Marek Rosa, CEO/CTO of a Prague-based general AI development company, will introduce his methodological approach to general purpose artificial intelligence (AGI) research. He will highlight a key concept he is working to develop with his team: School for AI, a set of training environments where AI agents will learn in a gradual and guided way. To perform successfully in these environments, an agent needs to demonstrate a set of abilities. The analysis of these abilities leads to a specific list of functional requirements, which will then be implemented as a unified AGI architecture.

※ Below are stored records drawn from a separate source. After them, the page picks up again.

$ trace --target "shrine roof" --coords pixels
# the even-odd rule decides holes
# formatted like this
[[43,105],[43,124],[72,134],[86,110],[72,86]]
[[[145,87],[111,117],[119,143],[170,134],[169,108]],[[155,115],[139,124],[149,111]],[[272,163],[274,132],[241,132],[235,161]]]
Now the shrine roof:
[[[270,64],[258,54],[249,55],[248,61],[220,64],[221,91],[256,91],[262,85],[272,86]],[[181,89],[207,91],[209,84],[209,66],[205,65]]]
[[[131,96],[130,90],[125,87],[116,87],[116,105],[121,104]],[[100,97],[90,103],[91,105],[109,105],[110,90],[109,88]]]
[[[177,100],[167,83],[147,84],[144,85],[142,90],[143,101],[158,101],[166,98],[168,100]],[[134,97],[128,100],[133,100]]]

School for AI will be released as an open source tool where AI researchers and machine learning practitioners can benchmark their AI agents.

Marek Rosa, GoodAI (CZ)
10.30 – 11.00

Intelligent Personal Assistants

Apple Siri, Google Now, and Microsoft Cortana are emerging new web-applications known as Intelligent Personal Assistants. They combine many latest and developing AI technologies such as speech recognition, question answering, information retrieval, knowledge management, IoT etc. The presentation will discuss the basic architecture, challenges and use cases of the future intelligent assistants.

Jan Sedivy, CTU (CZ)
11.00 – 11.30

Coffee break

11.30 – 12.00

Artificial Intelligence in Creative Writing

Have you ever thought about artificial intelligence smart enough to write novels or poetry? Meet the future. I will describe to you a machine learning model which is able to write an entire book or assist you in writing your own fictional literature.

Jiri Materna, Seznam.cz (CZ)
12.00 – 12.30

Learning Representations for Drug Discovery

Utilizing gene expression measurements, it is possible to characterize drugs and drug candidates for their on- and off-target activities, predict treatments for new indications, and highlight potential safety concerns. Improvements in technology now permit this approach to be applied on a qualitatively larger scale, which in turn requires new analytics. We find that applying methods inspired by the deep learning community can improve the interpretability, fidelity, and predictivity of pharmaceutical genomics.

Matthew Tudor, MSD (USA)
12.30 – 13.00

Online Hyperparameter Tuning in Non-Stationary Environments

Fitting hyperparameters online usually requires an extensive parallel search in the parameter space, which is often very demanding in time and computational resources. A comparison of parameters sequentially is often not valid, due to non-stationarity. Here, we present a method using global Bayesian optimization with Gaussian Processes to model certain kind of non-stationarities.

Jonas Seiler, Plista (DE)
13.00 – 14:30


14.30 – 15.00

ML Approaches to Sentiment Analysis

Current computational linguistics witnesses a massive increase of interest in sentiment analysis, as it is a powerful means of public opinion mining. However, is it even possible to distinguish between good and evil using statistical methods? How would you treat irony, idioms, innovative vulgarisms and other inherent elements of natural language? Are emotions language-independent? I will share my thoughts and opinions towards these issues, describing the state-of-the art approaches employed in sentiment analysis.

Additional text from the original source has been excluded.